It was another tumultuous weak for the market. The Fed policy announcement was released on Wednesday and immediately triggered a rally in the major market indexes. Once Fed Chair Jerome Powell started his press conference thirty minutes later, the rally reversed, and the indexes closed negative on the day on higher volume. Powell essentially stomped on the rally with a very hawkish tone, insisting that interest rates would remain higher for longer, that it was wrong to assume they would be reversing policy any time soon, and that the terminal point, that is the maximum rate hike levels that the Fed is anticipating, may be higher than originally thought.On Friday a stronger than expected Bureau of Labor Statistics jobs number showed unemployment ticking up 1/10th of a percent at 3.7% (the only weak part of the report) while reported jobs came in at 261,000 well above estimates of 205,000. Wages also rose 0.1% above estimates, so it was not clear what the market was keying on. Nevertheless, the Dow shot up over 600 points early in the day before reversing hard and turning negative on the day, evaporating the prior rally in its entirety and then some. But another change of personality sent the schizoid Dow flying back to the upside where it finally closed Friday up 401.97 points in a higher-volume stalling and churning day along 200-day moving average resistance.

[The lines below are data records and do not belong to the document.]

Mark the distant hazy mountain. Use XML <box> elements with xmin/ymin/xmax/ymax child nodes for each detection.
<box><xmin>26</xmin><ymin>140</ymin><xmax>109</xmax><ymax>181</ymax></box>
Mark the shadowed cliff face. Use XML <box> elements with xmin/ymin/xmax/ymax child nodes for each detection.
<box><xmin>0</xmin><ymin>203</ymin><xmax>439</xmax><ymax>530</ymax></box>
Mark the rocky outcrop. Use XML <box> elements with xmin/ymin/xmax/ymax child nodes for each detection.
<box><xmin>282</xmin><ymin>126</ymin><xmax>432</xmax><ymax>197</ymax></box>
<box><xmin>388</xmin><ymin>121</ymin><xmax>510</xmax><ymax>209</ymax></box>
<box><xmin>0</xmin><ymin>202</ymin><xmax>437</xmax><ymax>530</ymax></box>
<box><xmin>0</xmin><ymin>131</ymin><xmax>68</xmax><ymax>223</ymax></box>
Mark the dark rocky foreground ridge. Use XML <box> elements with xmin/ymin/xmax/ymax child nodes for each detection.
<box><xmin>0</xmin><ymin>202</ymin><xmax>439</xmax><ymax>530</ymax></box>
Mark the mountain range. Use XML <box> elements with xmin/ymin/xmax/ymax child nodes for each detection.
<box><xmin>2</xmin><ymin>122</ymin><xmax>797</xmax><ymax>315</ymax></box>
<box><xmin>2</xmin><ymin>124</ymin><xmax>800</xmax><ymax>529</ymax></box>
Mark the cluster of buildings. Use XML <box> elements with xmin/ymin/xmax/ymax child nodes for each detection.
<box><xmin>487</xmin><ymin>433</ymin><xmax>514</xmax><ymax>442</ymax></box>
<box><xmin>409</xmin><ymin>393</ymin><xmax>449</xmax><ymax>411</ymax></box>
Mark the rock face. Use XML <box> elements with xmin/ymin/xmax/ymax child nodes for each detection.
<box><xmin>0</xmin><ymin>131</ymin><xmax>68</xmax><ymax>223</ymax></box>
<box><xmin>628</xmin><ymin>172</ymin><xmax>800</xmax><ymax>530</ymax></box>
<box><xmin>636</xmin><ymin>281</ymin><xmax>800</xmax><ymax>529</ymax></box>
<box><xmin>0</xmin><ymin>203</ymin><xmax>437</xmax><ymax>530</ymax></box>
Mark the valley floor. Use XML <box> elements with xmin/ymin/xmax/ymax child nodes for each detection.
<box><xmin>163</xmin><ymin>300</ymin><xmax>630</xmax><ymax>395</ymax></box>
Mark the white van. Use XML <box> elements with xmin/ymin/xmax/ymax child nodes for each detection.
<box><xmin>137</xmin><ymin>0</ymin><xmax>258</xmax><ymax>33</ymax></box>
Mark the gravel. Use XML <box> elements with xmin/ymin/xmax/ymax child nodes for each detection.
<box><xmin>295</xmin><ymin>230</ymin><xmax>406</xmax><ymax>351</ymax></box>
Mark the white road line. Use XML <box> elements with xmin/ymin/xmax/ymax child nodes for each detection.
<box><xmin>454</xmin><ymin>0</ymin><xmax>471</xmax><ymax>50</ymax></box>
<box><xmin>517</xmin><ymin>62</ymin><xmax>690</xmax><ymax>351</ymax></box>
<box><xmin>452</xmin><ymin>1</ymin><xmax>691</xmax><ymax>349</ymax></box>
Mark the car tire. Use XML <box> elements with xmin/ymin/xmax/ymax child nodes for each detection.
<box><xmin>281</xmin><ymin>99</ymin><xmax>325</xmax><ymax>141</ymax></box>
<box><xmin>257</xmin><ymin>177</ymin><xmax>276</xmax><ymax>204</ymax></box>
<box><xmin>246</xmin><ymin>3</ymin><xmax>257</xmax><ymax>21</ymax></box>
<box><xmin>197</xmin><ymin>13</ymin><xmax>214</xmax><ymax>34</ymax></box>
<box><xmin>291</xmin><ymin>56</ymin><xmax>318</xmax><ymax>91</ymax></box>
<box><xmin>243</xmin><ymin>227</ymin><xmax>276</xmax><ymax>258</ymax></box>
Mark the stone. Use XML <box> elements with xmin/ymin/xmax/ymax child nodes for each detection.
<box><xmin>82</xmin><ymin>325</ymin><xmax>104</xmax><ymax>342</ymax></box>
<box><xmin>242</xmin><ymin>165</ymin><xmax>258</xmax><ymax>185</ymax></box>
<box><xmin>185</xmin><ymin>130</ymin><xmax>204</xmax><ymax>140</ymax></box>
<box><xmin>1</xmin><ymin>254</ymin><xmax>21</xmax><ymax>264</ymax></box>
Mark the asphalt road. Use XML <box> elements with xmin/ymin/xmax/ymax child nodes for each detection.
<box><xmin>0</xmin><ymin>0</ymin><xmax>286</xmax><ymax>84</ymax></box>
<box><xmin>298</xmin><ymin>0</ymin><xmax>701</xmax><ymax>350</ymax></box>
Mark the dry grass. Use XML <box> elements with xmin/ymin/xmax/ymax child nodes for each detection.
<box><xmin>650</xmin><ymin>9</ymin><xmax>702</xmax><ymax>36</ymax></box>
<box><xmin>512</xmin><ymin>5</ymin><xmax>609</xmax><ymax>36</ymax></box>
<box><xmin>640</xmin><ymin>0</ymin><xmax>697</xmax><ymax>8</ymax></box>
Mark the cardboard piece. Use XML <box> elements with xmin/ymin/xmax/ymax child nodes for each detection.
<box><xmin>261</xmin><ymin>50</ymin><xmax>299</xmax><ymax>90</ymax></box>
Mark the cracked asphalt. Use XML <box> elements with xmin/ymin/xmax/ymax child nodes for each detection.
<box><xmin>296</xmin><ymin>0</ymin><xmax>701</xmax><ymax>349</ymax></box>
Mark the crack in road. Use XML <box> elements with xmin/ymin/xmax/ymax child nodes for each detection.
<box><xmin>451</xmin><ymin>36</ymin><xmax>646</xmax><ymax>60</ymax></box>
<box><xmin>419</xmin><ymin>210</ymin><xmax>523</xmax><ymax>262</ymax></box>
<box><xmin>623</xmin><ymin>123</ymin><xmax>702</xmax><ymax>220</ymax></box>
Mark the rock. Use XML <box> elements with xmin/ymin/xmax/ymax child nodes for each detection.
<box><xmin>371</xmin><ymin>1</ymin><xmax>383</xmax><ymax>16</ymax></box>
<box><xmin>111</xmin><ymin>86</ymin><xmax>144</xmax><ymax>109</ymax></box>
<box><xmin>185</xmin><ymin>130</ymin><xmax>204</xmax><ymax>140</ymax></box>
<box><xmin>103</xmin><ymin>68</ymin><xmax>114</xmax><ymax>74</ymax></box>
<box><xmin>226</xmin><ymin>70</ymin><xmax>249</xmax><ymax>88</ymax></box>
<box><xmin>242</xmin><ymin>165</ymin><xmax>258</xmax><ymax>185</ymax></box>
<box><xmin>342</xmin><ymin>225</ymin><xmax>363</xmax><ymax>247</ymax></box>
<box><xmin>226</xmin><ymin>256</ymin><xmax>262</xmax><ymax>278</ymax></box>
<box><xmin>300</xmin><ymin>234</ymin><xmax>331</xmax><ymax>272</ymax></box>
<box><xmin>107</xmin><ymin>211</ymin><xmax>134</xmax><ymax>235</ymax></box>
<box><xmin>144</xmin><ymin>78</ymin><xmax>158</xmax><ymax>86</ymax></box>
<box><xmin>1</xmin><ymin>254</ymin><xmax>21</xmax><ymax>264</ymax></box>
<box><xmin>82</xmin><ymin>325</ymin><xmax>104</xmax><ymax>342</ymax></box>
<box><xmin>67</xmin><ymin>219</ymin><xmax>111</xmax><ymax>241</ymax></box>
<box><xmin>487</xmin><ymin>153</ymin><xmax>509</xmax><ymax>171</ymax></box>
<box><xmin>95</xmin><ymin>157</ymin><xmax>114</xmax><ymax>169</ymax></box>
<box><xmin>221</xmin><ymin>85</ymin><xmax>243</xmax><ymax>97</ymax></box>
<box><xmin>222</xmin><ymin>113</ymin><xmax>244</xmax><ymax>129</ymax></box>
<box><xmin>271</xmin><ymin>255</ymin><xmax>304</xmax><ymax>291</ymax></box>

As the Dow runs into resistance at its 200-day moving average the S&P 500 (not shown) runs into resistance at its 50-dma while the NASDAQ Composite remains far below either moving average. You can also throw in the 10-dma and 20-dema for good measure as the index continues to lag badly. The NASDAQ closed Friday at 10475.25, still well below its prior June low at 10565.14. Overall, the extremely volatile and news-dependent action creates an unstable environment that may not end well as November progresses.
Making some sense of the market outside of the schizophrenic index action, on Thursday morning we issued a U&R Report for both gold and silver. At the time, the Sprott Physical Gold Trust (PHYS) was posting a price undercut & rally (U&R) along the 12.50 and 12.52 lows of September 26th and October 20th, respectively. Meanwhile, the Sprott Physical Silver Trust (PSLV) was posting a moving average U&R (MAU&R) sy its 50-day moving average. By the end of the day, it had traded enough volume to also post a pocket pivot at the 50-day line. Acting on those signals enabled one to participate in Friday's gap-up moves.
The Market Direction Model (MDM) remains on a SELL signal.